# Inspection - When the stopwatch is reset



## Genius4Jesus (Nov 8, 2014)

I am creating this thread to address a possible problem. 

I notice in official WCA competitions as soon as a competitor places their hands on the StackMat timer, most judges stop and reset the stopwatch. This poses a problem as many people will: a) Take their hands off the StackMat timer, reset it, and inspect for more time. OR b) Keep their hands on the timer and keep inspecting by moving their head around the puzzle.
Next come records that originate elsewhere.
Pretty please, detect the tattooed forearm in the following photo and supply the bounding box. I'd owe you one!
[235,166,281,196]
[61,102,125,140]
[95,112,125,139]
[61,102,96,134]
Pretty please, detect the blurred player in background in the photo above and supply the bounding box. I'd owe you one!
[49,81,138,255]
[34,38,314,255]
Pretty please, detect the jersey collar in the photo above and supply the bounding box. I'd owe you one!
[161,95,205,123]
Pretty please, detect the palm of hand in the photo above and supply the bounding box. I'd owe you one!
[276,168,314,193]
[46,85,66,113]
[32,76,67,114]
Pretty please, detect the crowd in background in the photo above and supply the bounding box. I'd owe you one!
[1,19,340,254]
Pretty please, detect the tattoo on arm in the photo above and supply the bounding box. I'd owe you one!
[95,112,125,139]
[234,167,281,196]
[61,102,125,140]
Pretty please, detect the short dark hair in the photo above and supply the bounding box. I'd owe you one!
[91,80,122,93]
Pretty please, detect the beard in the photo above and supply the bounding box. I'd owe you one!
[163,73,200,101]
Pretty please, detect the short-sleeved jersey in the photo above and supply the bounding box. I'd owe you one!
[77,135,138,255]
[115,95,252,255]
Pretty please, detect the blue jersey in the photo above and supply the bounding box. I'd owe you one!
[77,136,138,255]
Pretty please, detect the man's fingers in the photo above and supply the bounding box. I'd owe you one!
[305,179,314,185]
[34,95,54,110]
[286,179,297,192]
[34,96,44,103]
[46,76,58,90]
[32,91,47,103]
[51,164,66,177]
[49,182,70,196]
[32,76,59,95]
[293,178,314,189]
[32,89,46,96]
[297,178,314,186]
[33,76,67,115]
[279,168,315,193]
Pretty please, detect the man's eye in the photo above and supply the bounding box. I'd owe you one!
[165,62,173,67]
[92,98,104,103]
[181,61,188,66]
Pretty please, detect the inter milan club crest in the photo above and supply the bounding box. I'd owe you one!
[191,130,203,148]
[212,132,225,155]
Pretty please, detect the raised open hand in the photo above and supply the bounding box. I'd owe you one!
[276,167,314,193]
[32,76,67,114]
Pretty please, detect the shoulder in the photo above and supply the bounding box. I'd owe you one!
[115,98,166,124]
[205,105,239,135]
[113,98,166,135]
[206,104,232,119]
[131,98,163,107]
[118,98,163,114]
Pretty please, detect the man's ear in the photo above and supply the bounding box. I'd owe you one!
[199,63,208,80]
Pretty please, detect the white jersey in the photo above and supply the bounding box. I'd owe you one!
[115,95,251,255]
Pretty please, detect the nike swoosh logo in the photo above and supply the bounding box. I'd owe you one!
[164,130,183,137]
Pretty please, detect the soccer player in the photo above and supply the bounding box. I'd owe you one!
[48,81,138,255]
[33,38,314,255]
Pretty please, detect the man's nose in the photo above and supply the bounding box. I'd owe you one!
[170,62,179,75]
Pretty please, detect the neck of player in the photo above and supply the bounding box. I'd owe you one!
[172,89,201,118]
This can allow people to accidentally or (hopefully not) purposely get extra inspection time, as the judge has no idea if they have gone over the 15 second inspection time. Therefore, I propose that judges should stop and reset the stopwatch, _after_ the competitor turns the puzzle.


----------



## Julian (Nov 8, 2014)

Well they're supposed to. If a judge does this for my solve (occasionally to decently often) I let them know afterwords.


----------



## Ranzha (Nov 8, 2014)

The judge should stop the inspection timer when the Stackmat timer starts.
Reset can happen anytime between then and the start of the next competitor's inspection phase.


----------



## Dene (Nov 8, 2014)

As the two above me have said, the procedure described in the OP is incorrect. I see it plenty enough, but it shouldn't happen. Judges shouldn't stop the stopwatch until the solving phase has started and there is no inspection-time penalty to apply.


----------



## goodatthis (Nov 8, 2014)

Sometimes judges will not do what they're supposed to. Heck, I've even seen judges not even start the stopwatch.


----------



## kcl (Nov 9, 2014)

I don't even stop it until the solve is over for this reason. The beep is a possible distraction if they already started, and it doesn't hurt anything to let it run.


----------



## sneaklyfox (Nov 9, 2014)

Maybe one problem is that the judge is trying to stop the timer when the stackmat timer starts (solving begins) but when the competitor takes hands off the timer because he realizes it needs to be reset the judge mistakenly thought it was the start of the solve (since the hands were taken off the timer).


----------



## Randomno (Nov 10, 2014)

I was trying to remember this when I judged... think I managed.


----------